Thanks, Rich.  I will check the timing as you described.  I think I've become an expert on static timing.  I will let you know what I find out; I assume if the timing went out, there is something internally wrong.  Perhaps the Bakelite/Cam gear as described above.  I may be wrong, but I would think the car would just shut down if the timing went out (?)

Also, I've had the distributor out before and everything looked in good shape, gear, etc...I assume internally it was ok.

One thing for sure is that the carb flooded bad, so was this the result of:

A) the timing went out (slipped and retarded) as described in another reply and I flooded the car out by pushing on the gas trying to gain speed to pull off the road, thus flooding the carb?  Or,

B) the timing did not go out (since the car continued to run) and it was a carb flooding issue that just brought the car to a halt?  I don't know, but I will dig into it some more this weekend.

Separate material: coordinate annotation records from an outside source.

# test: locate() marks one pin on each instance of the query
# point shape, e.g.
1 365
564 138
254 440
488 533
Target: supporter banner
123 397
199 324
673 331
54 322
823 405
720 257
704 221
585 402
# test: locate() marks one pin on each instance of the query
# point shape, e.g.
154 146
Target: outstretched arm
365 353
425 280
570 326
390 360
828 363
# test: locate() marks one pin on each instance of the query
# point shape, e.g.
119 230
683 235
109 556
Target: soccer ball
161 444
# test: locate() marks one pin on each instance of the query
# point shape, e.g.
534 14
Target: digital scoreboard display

Again, thanks to ALL for the replies, suggestions and words of wisdom.  I'm on a mission to get this old gal back on the road again.  I just may need everyone's advice!

Ted




29plycoop

Try making one fix at a time so you can pinpoint the fix when you find it, but to the point. Something else came to mind. Is the ignition coil an old one?  If so coils are known to breakdown after running for a while when they heat up. Try temporarily installing a new or modern coil for a test run. For the test you can tape the test coil to the original and hook up the wires. Just another idea to try. --- Rich.
Plymouth and inovation go hand in hand.

chetbrz

Quote from: racertb on October 08, 2014, 04:35:02 PM
  Or,

B) the timing did not go out (since the car continued to run) and it was a carb flooding issue that just brought the car to a halt?  I don't know, but I will dig into it some more this weekend.

Ted

Ted,

Just a thought.., If the timing was right on and everything else was OK I would think a carburetor providing too much gas would cause excess acceleration not a loss of power and a slow descent to a halt.  I think your timing shifted for some reason or some electrical fault.  If you get it running again paint on a timing mark that can be easily checked.  I had a 74 Pinto that did what you described and it was just a loose screw slipping the point gap.  The car's power slowly declined driving from NY to Vermont in a snow storm.  It got so bad that we had trouble climbing hills.   Timing and compression check would be my first moves.

Good luck,  Chet...
http://www.1948Plymouth.info           Web Master - Forum Administrator - AACA member

racertb

Rich/Chet:

I will go with the process of elimination method by doing one thing at a time.  I will start with the static timing first and see where the rotor is pointing in relation to #1 wire on the cap.  I know the distributor itself didn't move, as its in the same position as I had installed it before when it was running (the condenser is facing out, in line with the motor).  As Rich mentioned, if the rotor is in another position other than pointing at/next to #1, I assume it may be the cam gear as mentioned in another post by Old Man.  I will also check the point gap as well.  The points, plugs, cap, rotor and wires are new.  Coil may be the original.  I would think if the coil was the problem, the car would have shut off.

I believe the compression is good; when running/idling, the vacuum is fairly steady around 17 hg.  On another note, the plugs looked good, except for #3 which looked carbon fouled.

I'm not going to do anything to the carb until I verify what's happening with the timing, etc.  I will let you all what I find before I move on to the carb.  If all of the above seems to check out ok, I will have to assume that the carb is the issue.

Thanks again,

Ted

Doug

Why I brought up the cam gear was shortly after I got my car the gear stripped while driving. Didn't lose power like yours, just quit running and while trying to crank it got popping from the carb. Years ago I was rebuilding a 350 Cummins that had stuck a few valves in the top of a piston. Could not get it timed. Found out through trial and error the cam had broken in the gear. Every other rotation the timing would change.